On June 6, 2021, late night service was added to route V2 daily, adding Sunday Service on route V2 for the first time, while route V4 was shortened late nights to 11:30 pm weekdays and 10:30 pm weekends.

On June 10, 2021, WMATA proposed to increase the V2 and V4 to operate every 12 minutes daily between 7:00 AM to 9:00 PM daily as part of WMATA's Pandemic Recovery Plan.

On September 5, 2021, both the V2 and V4 were increased to every 24 minutes with a combined 12 minutes between Capitol Heights station and Minnesota and Pennsylvania Avenues SE from 7AM to 9PM, with the V2 also getting full Sunday service.

Due to rising cases of the COVID-19 Omicron variant, the line was reduced to its Saturday service on weekdays. Full weekday service resumed on February 7, 2022.
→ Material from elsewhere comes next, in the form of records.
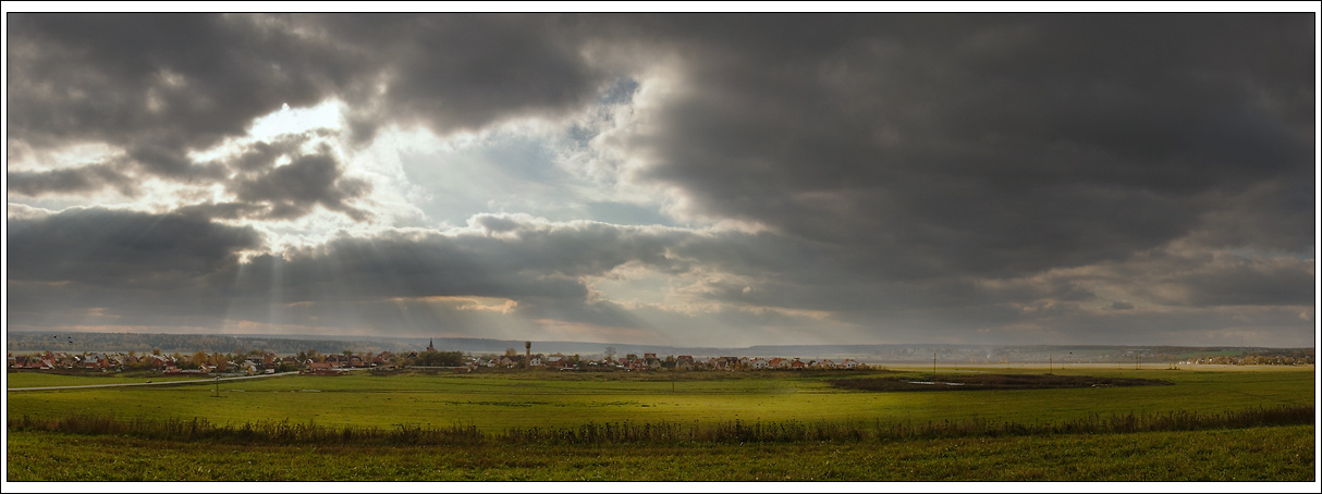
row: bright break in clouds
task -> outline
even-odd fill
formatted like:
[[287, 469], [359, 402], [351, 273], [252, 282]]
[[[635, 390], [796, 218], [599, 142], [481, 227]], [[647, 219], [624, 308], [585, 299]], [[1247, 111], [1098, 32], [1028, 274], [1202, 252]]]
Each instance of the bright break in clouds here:
[[5, 28], [16, 330], [1313, 341], [1307, 13]]

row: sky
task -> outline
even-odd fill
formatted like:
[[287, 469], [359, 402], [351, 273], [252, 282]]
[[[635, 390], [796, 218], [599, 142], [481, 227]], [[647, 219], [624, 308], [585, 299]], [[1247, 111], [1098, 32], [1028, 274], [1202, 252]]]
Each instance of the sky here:
[[1315, 29], [9, 12], [5, 317], [1313, 346]]

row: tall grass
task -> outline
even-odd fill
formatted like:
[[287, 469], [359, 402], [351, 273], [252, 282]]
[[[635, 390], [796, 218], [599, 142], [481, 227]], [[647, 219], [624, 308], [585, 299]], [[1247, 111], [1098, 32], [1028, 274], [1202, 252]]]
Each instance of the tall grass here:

On December 17, 2023, new 24 hour service was added to Route V2.

In 2024 during WMATA's FY2024 Budget crisis, WMATA proposed to reroute and terminate all V4 service at Potomac Avenue station Service to Navy Yard station would be eliminated. However on April 25, 2024, Metro’s Board of Directors approved a $4.8 billion capital and operating budget which avoided service cuts.

===Better Bus Redesign===
In 2022, WMATA launched its Better Bus Redesign project, which aimed to redesign the entire Metrobus Network and is the first full redesign of the agency's bus network in its history.
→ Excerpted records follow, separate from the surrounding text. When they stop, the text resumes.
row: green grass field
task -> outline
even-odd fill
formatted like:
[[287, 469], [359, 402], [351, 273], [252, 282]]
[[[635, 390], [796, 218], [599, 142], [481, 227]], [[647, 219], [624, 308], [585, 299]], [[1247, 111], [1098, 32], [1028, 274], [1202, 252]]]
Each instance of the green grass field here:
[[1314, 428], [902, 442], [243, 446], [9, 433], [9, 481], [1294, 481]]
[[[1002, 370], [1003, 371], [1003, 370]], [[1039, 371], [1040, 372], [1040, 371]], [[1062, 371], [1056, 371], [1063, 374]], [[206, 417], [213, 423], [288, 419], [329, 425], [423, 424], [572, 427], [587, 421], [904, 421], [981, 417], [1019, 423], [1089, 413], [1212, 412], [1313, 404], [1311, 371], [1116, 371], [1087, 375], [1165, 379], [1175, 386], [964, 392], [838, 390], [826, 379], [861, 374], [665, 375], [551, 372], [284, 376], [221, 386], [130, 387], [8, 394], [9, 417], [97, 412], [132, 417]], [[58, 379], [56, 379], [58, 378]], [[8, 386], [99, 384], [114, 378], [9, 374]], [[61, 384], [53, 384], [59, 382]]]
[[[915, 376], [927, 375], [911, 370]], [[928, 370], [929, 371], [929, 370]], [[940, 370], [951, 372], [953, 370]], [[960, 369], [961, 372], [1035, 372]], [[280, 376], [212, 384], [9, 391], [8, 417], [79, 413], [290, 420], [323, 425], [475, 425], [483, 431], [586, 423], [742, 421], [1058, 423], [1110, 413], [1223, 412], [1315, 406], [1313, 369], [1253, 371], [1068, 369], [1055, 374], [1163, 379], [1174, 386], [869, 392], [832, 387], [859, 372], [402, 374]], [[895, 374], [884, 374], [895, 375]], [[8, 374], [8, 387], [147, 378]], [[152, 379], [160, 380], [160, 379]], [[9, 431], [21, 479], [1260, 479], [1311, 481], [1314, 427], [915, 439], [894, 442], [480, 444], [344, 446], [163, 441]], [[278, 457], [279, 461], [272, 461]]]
In April 2023, WMATA launched its Draft Visionary Network. As part of the drafts, WMATA proposed to combine the V2 and V4 into one route and operate it between Capitol Heights station and Navy Yard–Ballpark station via Anacostia station. The route, named Route DC117 in the drafts, would follow the current V2 routing between Capitol Heights and Anacostia stations, but would then travel along South Capitol Street SW/SE, the Frederick Douglass Memorial Bridge, and 1st Street SE before reaching Navy Yard-Ballpark station. V4 service along M Street SE, I Street SE, 8th Street SE, and 11th Street SE was to be taken over by the proposed Route DC219, which would operate between L'Enfant Plaza station and Fort Lincoln.

During WMATA's Revised Draft Visionary Network, WMATA renamed the DC117 to Route C31 and Route DC219 to Route D39 and kept their proposed routing. However the D39 was dropped from the proposed network. All changes were then proposed during WMATA's 2025 Proposed Network.

On November 21, 2024, WMATA approved its Better Bus Redesign Network.

Beginning on June 29, 2025, Routes V2 and V4 were combined into one route, being renamed into the C31. The route follows the former V2 entirely, then would operate along South Capitol Street SW/SE and end at Navy Yard–Ballpark station. Service on Pennsylvania Avenue SE, M Street SE and Potomac Avenue Station was eliminated.

==Incidents==
- On September 18, 2016, a V4 bus collided with a van along Minnesota Avenue and Hayes Street injuring 20 people.
- On March 9, 2025, a passenger was shot onboard a V2 bus near 22nd Street and Minnesota Avenue.